We are currently losing approximately 3,000 great apes from the wild per year. Along with bush meat consumption and the use of medicinal and cultural ceremonies, endangered chimpanzees in particular are being illegally smuggled from the wild as pets and status symbols. Baby chimps are cute, cuddly and easy to train, making them highly valued on the black market as exotic pets, worth UKP £10,000-15,000 on the black market. But an entire family of 10-15 adults need to be slaughtered for the life of one baby chimp, which are primarily sold to growing markets of the Middle East and parts of Asia, destined for a life of captivity.

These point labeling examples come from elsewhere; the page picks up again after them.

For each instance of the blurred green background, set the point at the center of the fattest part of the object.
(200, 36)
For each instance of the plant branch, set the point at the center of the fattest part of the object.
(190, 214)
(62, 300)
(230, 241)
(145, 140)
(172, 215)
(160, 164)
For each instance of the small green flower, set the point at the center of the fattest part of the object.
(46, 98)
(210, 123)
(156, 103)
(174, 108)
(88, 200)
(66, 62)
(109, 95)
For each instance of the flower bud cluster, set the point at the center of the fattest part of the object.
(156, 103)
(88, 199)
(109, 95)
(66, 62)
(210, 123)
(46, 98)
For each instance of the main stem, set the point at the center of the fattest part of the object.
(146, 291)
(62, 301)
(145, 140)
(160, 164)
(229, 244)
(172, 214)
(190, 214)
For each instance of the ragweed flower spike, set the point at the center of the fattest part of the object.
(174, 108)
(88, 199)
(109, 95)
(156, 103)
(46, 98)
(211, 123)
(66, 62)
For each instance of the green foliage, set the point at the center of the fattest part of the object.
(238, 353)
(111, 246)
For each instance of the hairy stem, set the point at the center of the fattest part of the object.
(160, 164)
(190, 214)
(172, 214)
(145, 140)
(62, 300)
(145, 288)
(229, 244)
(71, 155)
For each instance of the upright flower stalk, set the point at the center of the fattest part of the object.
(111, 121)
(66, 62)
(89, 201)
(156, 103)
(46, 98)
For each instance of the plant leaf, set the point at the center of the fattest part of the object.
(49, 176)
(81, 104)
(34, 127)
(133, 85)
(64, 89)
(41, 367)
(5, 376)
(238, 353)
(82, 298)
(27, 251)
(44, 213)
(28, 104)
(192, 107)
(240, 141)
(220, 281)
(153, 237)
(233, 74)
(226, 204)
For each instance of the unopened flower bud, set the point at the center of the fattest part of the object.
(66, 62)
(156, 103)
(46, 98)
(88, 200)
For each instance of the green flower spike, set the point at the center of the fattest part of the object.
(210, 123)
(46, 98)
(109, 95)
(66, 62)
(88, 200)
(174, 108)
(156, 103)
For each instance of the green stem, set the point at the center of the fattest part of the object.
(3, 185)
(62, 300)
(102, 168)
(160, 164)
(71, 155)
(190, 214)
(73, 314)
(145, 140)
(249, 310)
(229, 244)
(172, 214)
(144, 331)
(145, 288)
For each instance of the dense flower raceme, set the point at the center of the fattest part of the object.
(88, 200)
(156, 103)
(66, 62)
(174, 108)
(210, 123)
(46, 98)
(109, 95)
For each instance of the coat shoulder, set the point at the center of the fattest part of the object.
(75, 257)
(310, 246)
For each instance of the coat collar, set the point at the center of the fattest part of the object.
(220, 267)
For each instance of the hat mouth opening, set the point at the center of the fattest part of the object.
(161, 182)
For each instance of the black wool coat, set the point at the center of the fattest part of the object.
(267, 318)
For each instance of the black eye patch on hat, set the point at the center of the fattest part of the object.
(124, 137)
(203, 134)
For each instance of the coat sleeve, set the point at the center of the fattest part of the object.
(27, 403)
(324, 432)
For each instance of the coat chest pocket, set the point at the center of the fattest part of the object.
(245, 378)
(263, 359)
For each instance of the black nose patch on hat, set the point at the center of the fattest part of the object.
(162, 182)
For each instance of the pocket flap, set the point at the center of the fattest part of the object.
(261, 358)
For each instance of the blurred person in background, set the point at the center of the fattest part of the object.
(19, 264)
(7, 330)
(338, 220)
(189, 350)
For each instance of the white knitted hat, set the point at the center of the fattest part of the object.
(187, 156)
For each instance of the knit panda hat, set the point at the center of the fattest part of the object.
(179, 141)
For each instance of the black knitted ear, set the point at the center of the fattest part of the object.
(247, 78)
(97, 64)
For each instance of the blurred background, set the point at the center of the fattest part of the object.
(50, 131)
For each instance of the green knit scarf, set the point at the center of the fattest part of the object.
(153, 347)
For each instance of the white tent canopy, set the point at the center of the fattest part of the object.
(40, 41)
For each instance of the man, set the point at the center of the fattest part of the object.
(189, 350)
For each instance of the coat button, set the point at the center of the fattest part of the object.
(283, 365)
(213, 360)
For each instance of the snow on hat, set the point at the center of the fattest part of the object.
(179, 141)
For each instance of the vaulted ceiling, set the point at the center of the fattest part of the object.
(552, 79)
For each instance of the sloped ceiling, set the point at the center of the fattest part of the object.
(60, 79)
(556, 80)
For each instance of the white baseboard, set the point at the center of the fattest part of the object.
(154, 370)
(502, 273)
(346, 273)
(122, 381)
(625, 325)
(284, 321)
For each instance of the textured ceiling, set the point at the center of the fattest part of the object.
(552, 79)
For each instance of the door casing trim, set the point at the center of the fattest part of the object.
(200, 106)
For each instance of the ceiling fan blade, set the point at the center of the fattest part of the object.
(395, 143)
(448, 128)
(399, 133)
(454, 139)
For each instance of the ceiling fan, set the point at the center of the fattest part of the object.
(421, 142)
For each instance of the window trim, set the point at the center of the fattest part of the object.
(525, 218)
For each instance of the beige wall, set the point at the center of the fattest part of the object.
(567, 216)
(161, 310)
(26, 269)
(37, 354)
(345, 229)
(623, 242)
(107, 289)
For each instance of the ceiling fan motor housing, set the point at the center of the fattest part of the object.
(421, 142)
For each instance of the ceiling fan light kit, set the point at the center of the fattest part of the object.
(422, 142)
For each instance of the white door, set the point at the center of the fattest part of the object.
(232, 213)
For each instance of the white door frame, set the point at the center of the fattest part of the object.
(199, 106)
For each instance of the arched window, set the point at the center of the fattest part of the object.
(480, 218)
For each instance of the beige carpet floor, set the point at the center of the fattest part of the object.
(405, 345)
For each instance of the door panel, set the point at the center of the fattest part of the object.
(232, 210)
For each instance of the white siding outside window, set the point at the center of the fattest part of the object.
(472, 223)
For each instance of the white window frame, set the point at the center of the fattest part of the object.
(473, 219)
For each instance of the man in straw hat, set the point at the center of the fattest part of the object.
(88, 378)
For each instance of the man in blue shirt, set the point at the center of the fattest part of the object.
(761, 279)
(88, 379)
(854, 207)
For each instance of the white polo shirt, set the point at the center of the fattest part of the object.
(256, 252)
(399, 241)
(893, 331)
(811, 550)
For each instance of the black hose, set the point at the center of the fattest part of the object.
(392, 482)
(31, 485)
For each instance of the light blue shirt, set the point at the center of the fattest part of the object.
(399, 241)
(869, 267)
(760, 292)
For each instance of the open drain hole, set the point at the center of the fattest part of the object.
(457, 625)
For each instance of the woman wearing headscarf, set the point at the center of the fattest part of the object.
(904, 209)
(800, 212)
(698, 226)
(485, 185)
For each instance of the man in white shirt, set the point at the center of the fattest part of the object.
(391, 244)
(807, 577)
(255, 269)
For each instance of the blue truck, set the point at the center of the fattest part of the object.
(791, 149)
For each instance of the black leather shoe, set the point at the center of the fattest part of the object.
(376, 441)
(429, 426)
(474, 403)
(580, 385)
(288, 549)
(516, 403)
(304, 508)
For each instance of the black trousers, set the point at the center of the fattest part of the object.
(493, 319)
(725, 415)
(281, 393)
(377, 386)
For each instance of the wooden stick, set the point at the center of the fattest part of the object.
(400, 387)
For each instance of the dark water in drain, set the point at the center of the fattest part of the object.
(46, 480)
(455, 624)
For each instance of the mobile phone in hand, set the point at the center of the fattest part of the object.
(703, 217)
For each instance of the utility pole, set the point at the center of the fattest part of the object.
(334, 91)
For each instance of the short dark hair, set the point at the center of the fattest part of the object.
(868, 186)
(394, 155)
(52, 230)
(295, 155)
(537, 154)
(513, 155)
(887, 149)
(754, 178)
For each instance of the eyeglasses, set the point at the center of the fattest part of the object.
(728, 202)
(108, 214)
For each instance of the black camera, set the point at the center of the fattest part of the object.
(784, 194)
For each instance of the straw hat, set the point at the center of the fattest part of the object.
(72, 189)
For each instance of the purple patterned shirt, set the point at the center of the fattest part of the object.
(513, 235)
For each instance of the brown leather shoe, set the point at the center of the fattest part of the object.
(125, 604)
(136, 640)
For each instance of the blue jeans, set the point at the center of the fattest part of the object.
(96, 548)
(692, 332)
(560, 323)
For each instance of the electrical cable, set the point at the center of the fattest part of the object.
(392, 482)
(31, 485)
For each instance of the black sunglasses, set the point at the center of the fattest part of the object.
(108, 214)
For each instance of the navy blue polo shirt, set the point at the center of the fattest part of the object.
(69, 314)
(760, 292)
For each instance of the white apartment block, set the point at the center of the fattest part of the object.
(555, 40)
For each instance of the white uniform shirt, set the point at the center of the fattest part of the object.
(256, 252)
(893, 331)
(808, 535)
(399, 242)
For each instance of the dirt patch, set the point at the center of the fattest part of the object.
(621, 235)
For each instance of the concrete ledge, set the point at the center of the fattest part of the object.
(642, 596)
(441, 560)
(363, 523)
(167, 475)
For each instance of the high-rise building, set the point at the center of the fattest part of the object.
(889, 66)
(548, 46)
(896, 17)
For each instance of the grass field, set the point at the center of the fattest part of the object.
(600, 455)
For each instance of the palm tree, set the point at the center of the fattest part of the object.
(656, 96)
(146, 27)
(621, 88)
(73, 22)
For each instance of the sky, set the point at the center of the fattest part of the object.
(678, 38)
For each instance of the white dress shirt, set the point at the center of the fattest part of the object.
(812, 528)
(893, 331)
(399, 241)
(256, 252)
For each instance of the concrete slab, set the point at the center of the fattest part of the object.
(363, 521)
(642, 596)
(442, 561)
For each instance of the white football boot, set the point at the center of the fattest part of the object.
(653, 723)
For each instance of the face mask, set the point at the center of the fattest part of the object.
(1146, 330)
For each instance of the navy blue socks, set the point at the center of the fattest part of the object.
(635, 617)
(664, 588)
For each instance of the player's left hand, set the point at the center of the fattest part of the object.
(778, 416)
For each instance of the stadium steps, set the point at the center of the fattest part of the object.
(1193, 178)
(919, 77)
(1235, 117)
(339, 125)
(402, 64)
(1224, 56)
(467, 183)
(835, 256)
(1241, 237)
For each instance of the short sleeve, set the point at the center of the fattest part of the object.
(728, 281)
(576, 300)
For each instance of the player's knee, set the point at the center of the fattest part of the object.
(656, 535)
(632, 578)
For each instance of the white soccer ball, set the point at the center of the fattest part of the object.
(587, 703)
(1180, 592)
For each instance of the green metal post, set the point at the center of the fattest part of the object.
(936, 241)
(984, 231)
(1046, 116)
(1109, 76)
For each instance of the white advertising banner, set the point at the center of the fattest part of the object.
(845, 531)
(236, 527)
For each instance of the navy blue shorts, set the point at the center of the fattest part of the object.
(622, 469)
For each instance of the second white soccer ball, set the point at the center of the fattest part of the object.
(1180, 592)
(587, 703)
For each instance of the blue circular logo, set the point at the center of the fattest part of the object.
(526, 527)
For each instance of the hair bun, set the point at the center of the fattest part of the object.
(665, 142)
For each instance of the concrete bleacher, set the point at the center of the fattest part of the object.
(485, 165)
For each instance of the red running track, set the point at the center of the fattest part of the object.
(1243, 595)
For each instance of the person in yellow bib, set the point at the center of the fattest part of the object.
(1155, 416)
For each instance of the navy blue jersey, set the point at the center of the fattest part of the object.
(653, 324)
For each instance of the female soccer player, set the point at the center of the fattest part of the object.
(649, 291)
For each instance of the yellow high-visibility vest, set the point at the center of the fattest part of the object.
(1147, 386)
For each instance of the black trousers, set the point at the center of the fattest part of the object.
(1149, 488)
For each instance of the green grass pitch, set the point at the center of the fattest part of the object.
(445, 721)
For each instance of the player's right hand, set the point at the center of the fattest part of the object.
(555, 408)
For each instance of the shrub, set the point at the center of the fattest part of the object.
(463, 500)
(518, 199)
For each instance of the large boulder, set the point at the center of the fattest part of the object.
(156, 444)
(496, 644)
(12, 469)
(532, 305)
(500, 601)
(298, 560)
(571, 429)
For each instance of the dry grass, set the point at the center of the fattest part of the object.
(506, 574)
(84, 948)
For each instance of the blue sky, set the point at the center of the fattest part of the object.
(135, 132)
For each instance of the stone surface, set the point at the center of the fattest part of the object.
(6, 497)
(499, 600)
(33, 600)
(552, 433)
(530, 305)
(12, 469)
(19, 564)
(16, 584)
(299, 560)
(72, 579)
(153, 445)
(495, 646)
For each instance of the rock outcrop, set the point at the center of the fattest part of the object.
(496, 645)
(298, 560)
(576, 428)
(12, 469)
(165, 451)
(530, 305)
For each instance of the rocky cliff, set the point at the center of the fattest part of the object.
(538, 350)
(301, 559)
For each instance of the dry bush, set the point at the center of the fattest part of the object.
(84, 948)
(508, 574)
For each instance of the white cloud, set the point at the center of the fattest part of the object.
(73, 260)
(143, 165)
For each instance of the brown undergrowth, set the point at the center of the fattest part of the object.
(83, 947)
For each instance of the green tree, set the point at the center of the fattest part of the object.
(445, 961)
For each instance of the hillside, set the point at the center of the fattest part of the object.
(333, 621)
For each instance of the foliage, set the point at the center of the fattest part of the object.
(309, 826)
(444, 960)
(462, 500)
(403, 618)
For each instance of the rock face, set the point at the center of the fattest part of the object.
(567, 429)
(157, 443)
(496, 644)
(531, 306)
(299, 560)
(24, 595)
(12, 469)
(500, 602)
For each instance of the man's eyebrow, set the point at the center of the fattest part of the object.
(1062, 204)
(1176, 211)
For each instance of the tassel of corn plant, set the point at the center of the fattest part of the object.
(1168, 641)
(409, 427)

Illegal smuggling organizations primarily work in West Africa, setting up exports of legal animals as fronts. By labeling illegal animals as dogs, cats or other common domesticated pets, the sophisticated transnational criminal networks manage to find loopholes to get the animals across the borders, including falsifying CITES documents. CITES is an international treaty to protect wildlife in over exploitation, and a legal CITES permit enables the international travel of exotic wildlife.

If, however, a falsified permit is not possible, the smugglers will drug the chimps, smuggling them in hand luggage. The personnel involved are opportunists and will take whatever it requires to exploit these exotic animals.

In order for this trade to be stopped, stricter enforcement of laws and harsher punishments are needed, along with a global awareness campaign, so the supply chain closes on both ends.